I will begin with a gentle introduction to the diversity and scale of ENCODE data and a brief overview of robust, statistical methods that we developed for automated detection of DNA binding sites of hundreds of regulatory proteins from noisy, experimental data. Regulatory proteins can perform multiple functions by interacting with and co-binding DNA with different combinations of other regulatory proteins. I developed a novel discriminative machine learning formulation based on regularized Rule-based ensembles that was able to sort through the combinatorial complexity of possible regulatory interactions and learn statistically significant item-sets of co-binding events at an unprecedented level of detail. I found extensive evidence that regulatory proteins could switch partners at different sets of genomic domains within a single cell-type and across different cell-types affecting structural and chemical properties of DNA and regulating different functional categories of target genes. Using regulatory elements discovered from ENCODE data, we were also able to provide putative functional interpretations for up to 81% of all publicly available sequence variants (mutations) identified in large-scale disease studies and generate new hypotheses by integrating multiple sources of data.

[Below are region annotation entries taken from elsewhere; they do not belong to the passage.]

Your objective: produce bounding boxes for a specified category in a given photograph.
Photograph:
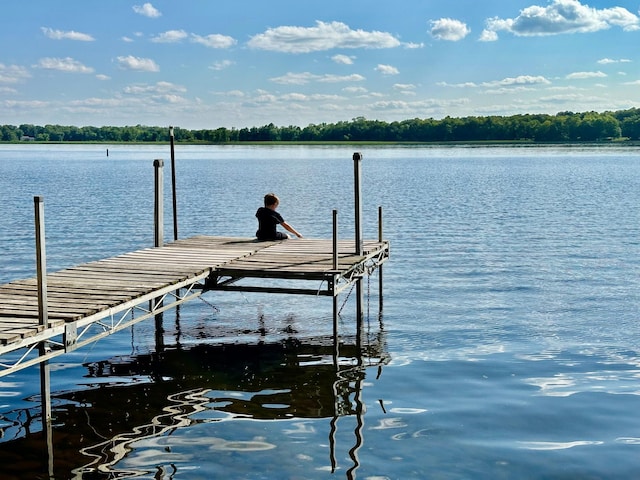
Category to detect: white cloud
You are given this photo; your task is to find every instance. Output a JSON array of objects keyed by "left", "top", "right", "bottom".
[
  {"left": 270, "top": 72, "right": 365, "bottom": 85},
  {"left": 318, "top": 73, "right": 365, "bottom": 83},
  {"left": 482, "top": 75, "right": 551, "bottom": 87},
  {"left": 123, "top": 82, "right": 187, "bottom": 95},
  {"left": 436, "top": 82, "right": 478, "bottom": 88},
  {"left": 151, "top": 30, "right": 189, "bottom": 43},
  {"left": 42, "top": 27, "right": 95, "bottom": 42},
  {"left": 0, "top": 63, "right": 31, "bottom": 83},
  {"left": 270, "top": 72, "right": 320, "bottom": 85},
  {"left": 374, "top": 64, "right": 400, "bottom": 75},
  {"left": 133, "top": 3, "right": 162, "bottom": 18},
  {"left": 481, "top": 0, "right": 640, "bottom": 40},
  {"left": 331, "top": 54, "right": 356, "bottom": 65},
  {"left": 118, "top": 55, "right": 160, "bottom": 72},
  {"left": 429, "top": 18, "right": 471, "bottom": 42},
  {"left": 191, "top": 33, "right": 238, "bottom": 48},
  {"left": 342, "top": 87, "right": 368, "bottom": 94},
  {"left": 35, "top": 57, "right": 93, "bottom": 73},
  {"left": 598, "top": 58, "right": 631, "bottom": 65},
  {"left": 565, "top": 71, "right": 607, "bottom": 80},
  {"left": 248, "top": 21, "right": 400, "bottom": 53},
  {"left": 393, "top": 83, "right": 416, "bottom": 92},
  {"left": 209, "top": 60, "right": 235, "bottom": 71}
]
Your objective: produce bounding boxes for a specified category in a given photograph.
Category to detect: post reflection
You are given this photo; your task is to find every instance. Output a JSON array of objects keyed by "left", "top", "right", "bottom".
[{"left": 0, "top": 314, "right": 388, "bottom": 479}]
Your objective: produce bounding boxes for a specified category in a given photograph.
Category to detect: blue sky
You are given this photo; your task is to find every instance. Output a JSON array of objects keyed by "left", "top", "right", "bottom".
[{"left": 0, "top": 0, "right": 640, "bottom": 129}]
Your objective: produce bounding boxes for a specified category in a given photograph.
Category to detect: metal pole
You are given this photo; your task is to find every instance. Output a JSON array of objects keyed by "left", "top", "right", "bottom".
[
  {"left": 169, "top": 127, "right": 178, "bottom": 241},
  {"left": 332, "top": 210, "right": 339, "bottom": 354},
  {"left": 33, "top": 196, "right": 53, "bottom": 472},
  {"left": 353, "top": 152, "right": 362, "bottom": 255},
  {"left": 378, "top": 205, "right": 384, "bottom": 311},
  {"left": 333, "top": 210, "right": 338, "bottom": 270},
  {"left": 153, "top": 159, "right": 164, "bottom": 247}
]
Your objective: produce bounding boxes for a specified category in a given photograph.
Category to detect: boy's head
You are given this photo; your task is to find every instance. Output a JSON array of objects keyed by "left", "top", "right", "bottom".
[{"left": 264, "top": 193, "right": 280, "bottom": 207}]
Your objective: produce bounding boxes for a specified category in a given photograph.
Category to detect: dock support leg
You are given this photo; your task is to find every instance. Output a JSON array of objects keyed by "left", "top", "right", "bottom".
[
  {"left": 33, "top": 196, "right": 53, "bottom": 478},
  {"left": 356, "top": 278, "right": 364, "bottom": 354},
  {"left": 153, "top": 159, "right": 164, "bottom": 247},
  {"left": 169, "top": 127, "right": 178, "bottom": 241},
  {"left": 378, "top": 205, "right": 384, "bottom": 312},
  {"left": 353, "top": 152, "right": 362, "bottom": 255},
  {"left": 149, "top": 159, "right": 164, "bottom": 318}
]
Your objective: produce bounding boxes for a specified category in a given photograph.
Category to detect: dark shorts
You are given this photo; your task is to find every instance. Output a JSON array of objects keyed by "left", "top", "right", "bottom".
[{"left": 258, "top": 232, "right": 289, "bottom": 242}]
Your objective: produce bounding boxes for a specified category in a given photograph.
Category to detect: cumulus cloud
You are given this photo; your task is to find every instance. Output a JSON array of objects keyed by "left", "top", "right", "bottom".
[
  {"left": 270, "top": 72, "right": 365, "bottom": 85},
  {"left": 118, "top": 55, "right": 160, "bottom": 72},
  {"left": 35, "top": 57, "right": 93, "bottom": 73},
  {"left": 393, "top": 83, "right": 416, "bottom": 92},
  {"left": 375, "top": 64, "right": 400, "bottom": 75},
  {"left": 0, "top": 63, "right": 31, "bottom": 84},
  {"left": 482, "top": 75, "right": 551, "bottom": 87},
  {"left": 248, "top": 21, "right": 400, "bottom": 53},
  {"left": 209, "top": 60, "right": 235, "bottom": 71},
  {"left": 151, "top": 30, "right": 189, "bottom": 43},
  {"left": 123, "top": 82, "right": 187, "bottom": 95},
  {"left": 480, "top": 0, "right": 640, "bottom": 41},
  {"left": 566, "top": 71, "right": 607, "bottom": 80},
  {"left": 331, "top": 54, "right": 356, "bottom": 65},
  {"left": 429, "top": 18, "right": 471, "bottom": 42},
  {"left": 191, "top": 33, "right": 237, "bottom": 48},
  {"left": 42, "top": 27, "right": 95, "bottom": 42},
  {"left": 133, "top": 3, "right": 162, "bottom": 18},
  {"left": 436, "top": 82, "right": 478, "bottom": 88},
  {"left": 598, "top": 58, "right": 631, "bottom": 65}
]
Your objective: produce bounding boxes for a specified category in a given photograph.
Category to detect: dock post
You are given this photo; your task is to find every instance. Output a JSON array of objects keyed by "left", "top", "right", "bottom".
[
  {"left": 149, "top": 159, "right": 164, "bottom": 320},
  {"left": 353, "top": 152, "right": 362, "bottom": 255},
  {"left": 378, "top": 205, "right": 384, "bottom": 312},
  {"left": 332, "top": 210, "right": 339, "bottom": 352},
  {"left": 169, "top": 127, "right": 178, "bottom": 241},
  {"left": 33, "top": 196, "right": 53, "bottom": 478},
  {"left": 153, "top": 159, "right": 164, "bottom": 247}
]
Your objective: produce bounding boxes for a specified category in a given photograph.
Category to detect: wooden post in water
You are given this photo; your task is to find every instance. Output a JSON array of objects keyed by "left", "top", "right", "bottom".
[
  {"left": 378, "top": 205, "right": 384, "bottom": 312},
  {"left": 149, "top": 159, "right": 164, "bottom": 332},
  {"left": 353, "top": 152, "right": 362, "bottom": 255},
  {"left": 33, "top": 196, "right": 53, "bottom": 478},
  {"left": 169, "top": 127, "right": 178, "bottom": 241},
  {"left": 333, "top": 210, "right": 339, "bottom": 350},
  {"left": 153, "top": 159, "right": 164, "bottom": 247}
]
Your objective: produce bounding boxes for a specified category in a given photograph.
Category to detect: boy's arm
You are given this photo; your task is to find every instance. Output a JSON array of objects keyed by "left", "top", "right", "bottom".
[{"left": 280, "top": 222, "right": 302, "bottom": 238}]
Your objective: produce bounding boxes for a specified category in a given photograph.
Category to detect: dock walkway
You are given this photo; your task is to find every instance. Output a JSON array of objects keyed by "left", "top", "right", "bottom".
[{"left": 0, "top": 236, "right": 389, "bottom": 377}]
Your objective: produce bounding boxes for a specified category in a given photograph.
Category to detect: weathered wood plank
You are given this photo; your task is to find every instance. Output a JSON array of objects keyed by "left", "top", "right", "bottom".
[{"left": 0, "top": 235, "right": 389, "bottom": 352}]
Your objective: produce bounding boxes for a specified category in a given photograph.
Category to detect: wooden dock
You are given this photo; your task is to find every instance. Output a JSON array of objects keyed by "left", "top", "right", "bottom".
[{"left": 0, "top": 236, "right": 389, "bottom": 377}]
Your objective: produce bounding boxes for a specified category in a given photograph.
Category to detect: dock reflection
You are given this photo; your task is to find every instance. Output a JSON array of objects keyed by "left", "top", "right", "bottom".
[{"left": 0, "top": 324, "right": 388, "bottom": 480}]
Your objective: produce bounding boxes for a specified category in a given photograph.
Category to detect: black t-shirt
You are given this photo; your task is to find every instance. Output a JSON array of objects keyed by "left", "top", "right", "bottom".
[{"left": 256, "top": 207, "right": 284, "bottom": 240}]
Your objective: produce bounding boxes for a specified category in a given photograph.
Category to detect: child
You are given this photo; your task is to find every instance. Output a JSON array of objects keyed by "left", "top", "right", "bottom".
[{"left": 256, "top": 193, "right": 302, "bottom": 240}]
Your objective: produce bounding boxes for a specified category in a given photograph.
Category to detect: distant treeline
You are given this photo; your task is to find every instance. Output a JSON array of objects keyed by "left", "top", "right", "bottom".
[{"left": 0, "top": 108, "right": 640, "bottom": 143}]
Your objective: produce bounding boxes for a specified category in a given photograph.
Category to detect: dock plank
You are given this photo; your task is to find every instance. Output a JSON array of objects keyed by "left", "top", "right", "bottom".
[{"left": 0, "top": 235, "right": 389, "bottom": 355}]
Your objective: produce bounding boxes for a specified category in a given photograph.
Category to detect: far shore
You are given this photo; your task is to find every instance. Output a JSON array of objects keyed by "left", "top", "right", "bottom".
[{"left": 0, "top": 139, "right": 640, "bottom": 147}]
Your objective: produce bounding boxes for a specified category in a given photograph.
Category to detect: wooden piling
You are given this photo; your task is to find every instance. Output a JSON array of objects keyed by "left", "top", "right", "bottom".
[
  {"left": 353, "top": 152, "right": 362, "bottom": 255},
  {"left": 169, "top": 127, "right": 178, "bottom": 242},
  {"left": 33, "top": 196, "right": 53, "bottom": 475},
  {"left": 153, "top": 159, "right": 164, "bottom": 247}
]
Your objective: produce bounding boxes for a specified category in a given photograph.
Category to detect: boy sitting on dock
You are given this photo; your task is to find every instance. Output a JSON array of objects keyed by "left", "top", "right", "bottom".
[{"left": 256, "top": 193, "right": 302, "bottom": 241}]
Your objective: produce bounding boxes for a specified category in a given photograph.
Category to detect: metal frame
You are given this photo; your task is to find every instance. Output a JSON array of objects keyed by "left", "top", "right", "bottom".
[{"left": 0, "top": 272, "right": 209, "bottom": 377}]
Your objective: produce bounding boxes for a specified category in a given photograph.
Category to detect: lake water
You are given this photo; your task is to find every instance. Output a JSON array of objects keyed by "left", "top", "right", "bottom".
[{"left": 0, "top": 145, "right": 640, "bottom": 480}]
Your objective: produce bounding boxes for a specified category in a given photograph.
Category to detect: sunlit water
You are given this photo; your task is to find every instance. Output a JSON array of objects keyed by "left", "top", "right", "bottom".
[{"left": 0, "top": 145, "right": 640, "bottom": 480}]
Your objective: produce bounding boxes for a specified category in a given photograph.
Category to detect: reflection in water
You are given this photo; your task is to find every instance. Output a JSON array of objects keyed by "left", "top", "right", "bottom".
[{"left": 0, "top": 318, "right": 388, "bottom": 479}]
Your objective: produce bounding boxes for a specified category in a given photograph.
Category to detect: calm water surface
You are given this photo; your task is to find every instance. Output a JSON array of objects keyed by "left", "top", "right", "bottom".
[{"left": 0, "top": 145, "right": 640, "bottom": 480}]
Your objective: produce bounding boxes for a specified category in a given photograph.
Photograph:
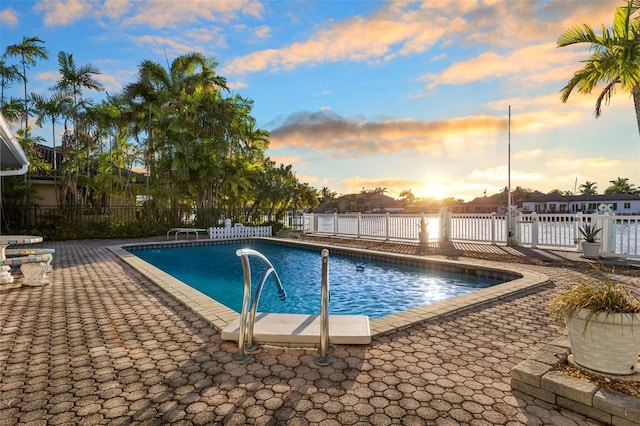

Finally, I will present a brief overview of my recent efforts on using multivariate Hidden Markov models to analyze the dynamics of various chemical modifications to DNA across three key axes of variation - across multiple species, across different cell-types in a single species (human), and across multiple human individuals for the same cell-type. Our results indicate a remarkable universality of chemical modifications defining hidden regulatory states across the animal kingdom with dramatic differences in the variation and functional impact of these regulatory elements between cell-types and individuals.
Together, these efforts take us one step closer to learning comprehensive models of gene regulation in humans in order to improve our system-level understanding of cellular processes and complex diseases.